I’m Philine van Vliet, a master student in Theoretical Physics at the University of Amsterdam. I am currently finishing my master thesis at Nikhef, about Flavour Physics and CP Violation.
From the 30th of June until the 5th of July, I will be attending the Lindau Nobel Laureate Meeting in Physics, where 600 young physicists are coupled to 50 Nobel laureates, to talk about science, life, and careers. I will write about my experiences in a short blog, sharing interesting physics, life-changing advice and other juicy stories.
Several months ago I was nominated for the 69th Lindau Nobel Laureate Meeting in Physics, in March I heard that I was selected to go and now, it’s only a couple of days before I will travel to Lindau to meet, listen to and talk to 39 physics Nobel Laureates. The Meeting is held every year, bringing together young scientists (master students, PhDs and postdocs),
and Nobel Laureates. Each year, another branch of science is picked out and this year it’s physics. There will be roughly 600 people attending from 89 countries, and the 6-day meeting is filled with lectures, lunches, science walks and master classes. Enough to enjoy and write about at least!
So the last days are filled with packing bags, preparing a presentation, and reading all about the Nobel Laureates like a teen girl obsessing over her favourite celebrities. Brian Schmidt did not only provide evidence that the expansion of the universe is accelerating, but is also a winemaker and cool climate grape grower. Donna Strickland is claustrophobic and afraid of heights, two reasons why she didn’t become an astronaut, but instead she figured out a way to make ultra-short, high-intensity laser pulses. Lists of favourite foods/books/colours of the Nobel Laureates will possibly be included in the next blog post.
As I’m writing this blog post, I’m taking a break from practising my presentation for the masterclass “Teaching Physics” by Carl Wieman. He won a Nobel Prize for making the first Bose Einstein condensate, an ultracold gas that has quantum mechanical properties. Together with Eric Cornell, he cooled rubidium atoms to 20 nanokelvin, that is 0.000 000 02 degrees above absolute zero. Besides that, he has spent 30 years doing research on teaching science and physics in particular.
I have been teaching bachelor physics courses since the last year of my Bachelor’s, and I love doing it. I can go on talking about physics for hours anyway, especially at parties after a
glass of wine, and being able to help students understand something they really want to learn is a great feeling. I am really looking forward to all the tips and advice Wiemann can
give! There will be three people presenting, for an audience of maybe 100 people, so I feel a slight pressure to give a good presentation. And teaching physics is one thing, but explaining your methods and sharing your thoughts about it requires me to really think about what I have been doing for the past three years when teaching, and what I would like to improve.

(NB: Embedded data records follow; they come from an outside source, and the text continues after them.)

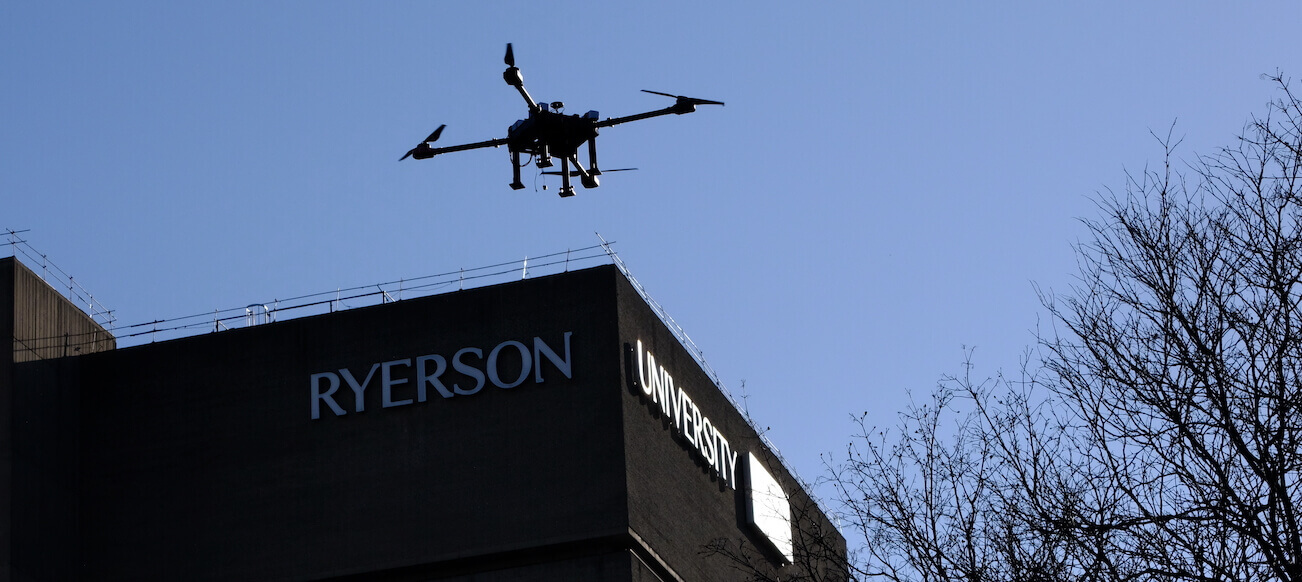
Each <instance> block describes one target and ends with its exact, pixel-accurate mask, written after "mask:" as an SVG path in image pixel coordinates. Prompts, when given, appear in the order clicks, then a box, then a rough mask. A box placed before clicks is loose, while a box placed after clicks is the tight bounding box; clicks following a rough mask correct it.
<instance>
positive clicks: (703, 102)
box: [642, 89, 724, 105]
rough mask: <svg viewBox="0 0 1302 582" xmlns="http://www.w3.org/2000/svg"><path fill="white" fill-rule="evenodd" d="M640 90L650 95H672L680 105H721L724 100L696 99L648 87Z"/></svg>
mask: <svg viewBox="0 0 1302 582" xmlns="http://www.w3.org/2000/svg"><path fill="white" fill-rule="evenodd" d="M642 92H650V94H652V95H664V96H672V98H674V99H677V100H678V104H680V105H682V104H687V105H723V104H724V102H711V100H710V99H697V98H689V96H686V95H674V94H671V92H660V91H651V90H650V89H643V90H642Z"/></svg>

Besides the “Teaching Physics” masterclass, there are lectures on (almost) every topic within physics, and even some on biophysics etc. The core topics are cosmology, nanomaterials, and laser physics. No particle physics in this list, but the whole Wednesday morning will be dedicated to it, with lectures by Carlo Rubbia, David Gross, and several others. I will be leaving particle physics after my thesis, to pursue a PhD in a more mathematical branch of physics: the conformal bootstrap. So I will use this week also to check out the string theory talks and to meet people from the more mathematical community. Maybe they will teach me some string theory jokes (are there any?), so I’ll fit in better when starting my PhD in September.